As for Muhammad b. al-Munkadir, he had a brother called ?Umar b. al-Munkadir. The former was known for his knowledge whilst the latter was known for his worship. On one particular evening, ?Umar got up to pray at night whilst Muhammad spent it massaging the feet of his mother. Muhammad said, “My brother spent that night worshipping Allah and I spent it massaging my mother’s feet, and I would never exchange my night for his.”
This was their understanding of “lowering the wing of humility” to one’s parents, examples that are nothing but a direct product of their deep knowledge of Islam and in-depth understanding of how Allah loves to be glorified and worshiped. Their practice of Islam was not artificial, limiting it to the obvious outward acts of worship, but their religiosity was real, having realised that any act of worship, pursuit of knowledge, teaching of others or giving of da?wah that overlooks humility towards one’s parents is deficient, largely useless and ultimately fake.
You will encounter many moments in your life where serious decisions are needed to be made, whether at the academic, employment, investment, marital levels, or others, and it could be that either or both of your parents are in opposition to the move, to which the son/daughter feels that their opinion is irrelevant due to their lack of knowledge, experience or exposure to the matter at hand. As such, s/he chooses to proceed regardless of their opinion without even thinking of first trying to please them.
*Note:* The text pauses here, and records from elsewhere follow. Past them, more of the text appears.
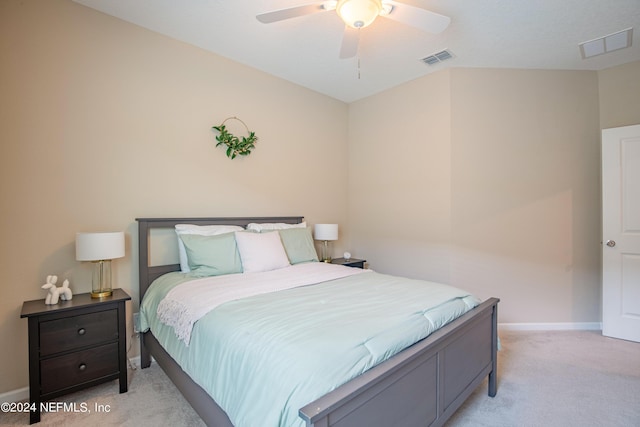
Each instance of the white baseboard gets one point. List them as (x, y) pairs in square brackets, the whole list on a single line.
[(569, 326), (15, 395)]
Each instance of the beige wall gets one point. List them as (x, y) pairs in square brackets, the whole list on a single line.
[(488, 180), (620, 95), (102, 122)]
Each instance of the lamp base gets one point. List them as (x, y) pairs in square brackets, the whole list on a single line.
[(102, 294), (101, 281)]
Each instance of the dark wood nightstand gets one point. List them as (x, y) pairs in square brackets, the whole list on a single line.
[(75, 344), (351, 262)]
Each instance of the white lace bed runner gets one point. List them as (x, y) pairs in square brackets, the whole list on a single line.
[(185, 304)]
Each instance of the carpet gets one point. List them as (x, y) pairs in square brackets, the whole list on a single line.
[(545, 378)]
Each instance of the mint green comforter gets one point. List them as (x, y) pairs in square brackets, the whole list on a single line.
[(264, 357)]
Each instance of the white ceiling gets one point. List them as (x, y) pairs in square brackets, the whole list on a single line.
[(538, 34)]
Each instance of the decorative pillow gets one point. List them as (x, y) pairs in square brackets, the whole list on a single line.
[(202, 230), (212, 255), (261, 251), (268, 226), (298, 243)]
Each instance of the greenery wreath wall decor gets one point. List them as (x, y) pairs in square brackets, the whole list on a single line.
[(235, 146)]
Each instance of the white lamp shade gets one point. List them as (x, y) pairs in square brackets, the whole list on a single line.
[(325, 231), (99, 246)]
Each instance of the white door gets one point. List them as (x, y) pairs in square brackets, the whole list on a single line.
[(621, 232)]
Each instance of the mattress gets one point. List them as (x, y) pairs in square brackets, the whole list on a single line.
[(263, 356)]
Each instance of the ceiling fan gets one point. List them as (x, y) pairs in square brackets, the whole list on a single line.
[(358, 14)]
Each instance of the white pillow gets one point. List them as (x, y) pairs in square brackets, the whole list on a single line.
[(261, 251), (201, 230), (268, 226)]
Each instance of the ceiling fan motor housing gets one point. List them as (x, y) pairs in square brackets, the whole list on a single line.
[(358, 13)]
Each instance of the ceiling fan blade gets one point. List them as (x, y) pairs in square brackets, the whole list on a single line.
[(350, 40), (292, 12), (422, 19)]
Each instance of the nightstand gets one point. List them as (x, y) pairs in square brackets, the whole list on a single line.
[(75, 344), (351, 262)]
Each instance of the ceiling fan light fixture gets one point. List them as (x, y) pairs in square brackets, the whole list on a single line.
[(358, 13)]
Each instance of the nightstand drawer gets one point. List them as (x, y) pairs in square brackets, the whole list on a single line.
[(72, 369), (78, 331)]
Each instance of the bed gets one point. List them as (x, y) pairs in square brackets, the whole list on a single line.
[(422, 385)]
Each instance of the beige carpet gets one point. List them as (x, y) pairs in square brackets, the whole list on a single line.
[(564, 379)]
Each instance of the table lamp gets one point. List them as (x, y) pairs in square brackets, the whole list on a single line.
[(100, 249), (326, 232)]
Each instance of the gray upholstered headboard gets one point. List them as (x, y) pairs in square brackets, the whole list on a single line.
[(149, 273)]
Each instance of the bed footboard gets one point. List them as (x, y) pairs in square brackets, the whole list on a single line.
[(421, 386)]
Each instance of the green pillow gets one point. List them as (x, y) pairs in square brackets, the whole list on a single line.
[(212, 255), (298, 243)]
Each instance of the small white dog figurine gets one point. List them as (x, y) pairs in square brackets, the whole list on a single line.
[(65, 291), (56, 293)]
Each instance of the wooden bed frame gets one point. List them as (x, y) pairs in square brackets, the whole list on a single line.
[(421, 386)]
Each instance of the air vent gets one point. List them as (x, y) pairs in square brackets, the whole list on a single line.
[(438, 57), (620, 40)]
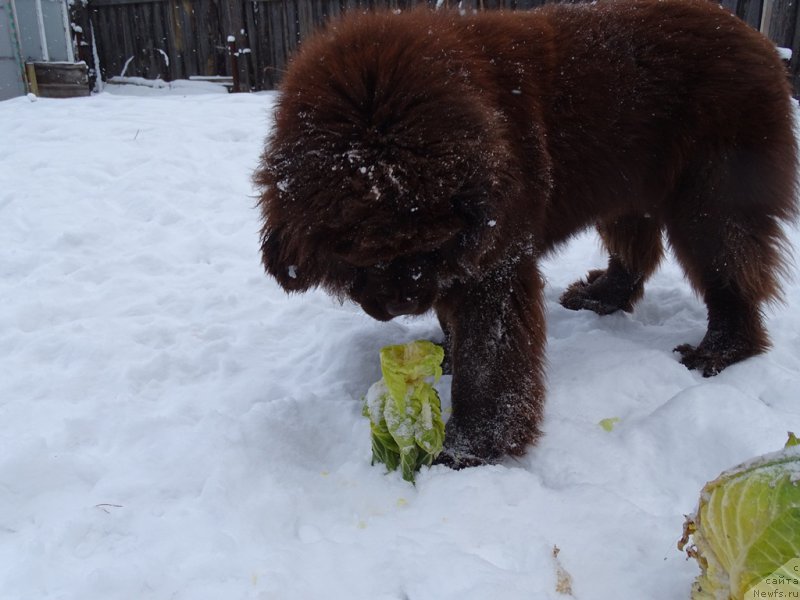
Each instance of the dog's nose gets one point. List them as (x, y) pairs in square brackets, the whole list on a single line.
[(401, 307)]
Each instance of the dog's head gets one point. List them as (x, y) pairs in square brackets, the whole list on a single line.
[(385, 178)]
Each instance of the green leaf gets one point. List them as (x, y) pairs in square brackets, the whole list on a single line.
[(608, 424), (747, 524), (404, 409)]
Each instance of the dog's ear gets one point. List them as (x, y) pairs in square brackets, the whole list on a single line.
[(282, 257)]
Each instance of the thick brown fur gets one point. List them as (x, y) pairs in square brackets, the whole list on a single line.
[(426, 161)]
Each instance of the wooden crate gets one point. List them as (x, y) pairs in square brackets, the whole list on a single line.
[(61, 79)]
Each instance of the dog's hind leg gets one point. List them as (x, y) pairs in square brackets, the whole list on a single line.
[(725, 228), (634, 247)]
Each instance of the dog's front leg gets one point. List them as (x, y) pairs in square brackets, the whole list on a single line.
[(497, 337)]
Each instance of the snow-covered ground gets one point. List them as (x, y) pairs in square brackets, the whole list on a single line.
[(173, 426)]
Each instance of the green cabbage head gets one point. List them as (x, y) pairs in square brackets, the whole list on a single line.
[(746, 529), (404, 409)]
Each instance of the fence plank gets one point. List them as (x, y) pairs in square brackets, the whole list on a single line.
[(193, 33)]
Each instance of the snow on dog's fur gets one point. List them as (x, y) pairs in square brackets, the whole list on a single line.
[(426, 161)]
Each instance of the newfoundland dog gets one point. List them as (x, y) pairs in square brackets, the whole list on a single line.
[(427, 160)]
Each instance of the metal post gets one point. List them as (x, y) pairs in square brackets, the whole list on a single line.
[(42, 35), (234, 62)]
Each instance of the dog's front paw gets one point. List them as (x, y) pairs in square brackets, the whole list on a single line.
[(712, 356), (599, 293)]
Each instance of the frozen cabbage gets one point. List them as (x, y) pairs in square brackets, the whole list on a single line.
[(404, 409)]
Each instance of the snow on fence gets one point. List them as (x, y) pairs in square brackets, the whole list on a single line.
[(250, 41)]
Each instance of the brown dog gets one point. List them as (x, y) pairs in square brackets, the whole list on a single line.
[(426, 161)]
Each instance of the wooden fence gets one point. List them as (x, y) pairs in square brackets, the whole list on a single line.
[(251, 40)]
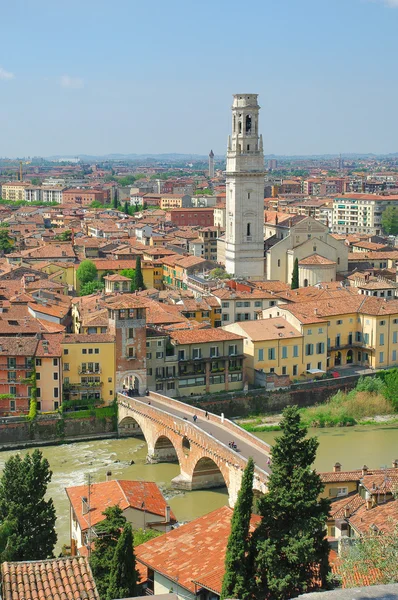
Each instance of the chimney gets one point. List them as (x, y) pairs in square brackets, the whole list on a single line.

In reality, the majority of such decisions end up being completely devoid of barakah (blessing).
The wise one is he who does all what he can to ensure the comfort of his parents before proceeding in such decisions, and if they insist on their stance, then “whoever fears Allah, Allah will provide for him a way out of every difficulty, and will provide for him from where he least expects.”
Taking the opinion of one’s parents, humbly seeking their consent and benefiting from their status over you is a real garden of paradise on earth, the joy and satisfaction of which is only felt by those who live by “lower to them your wing of humility.”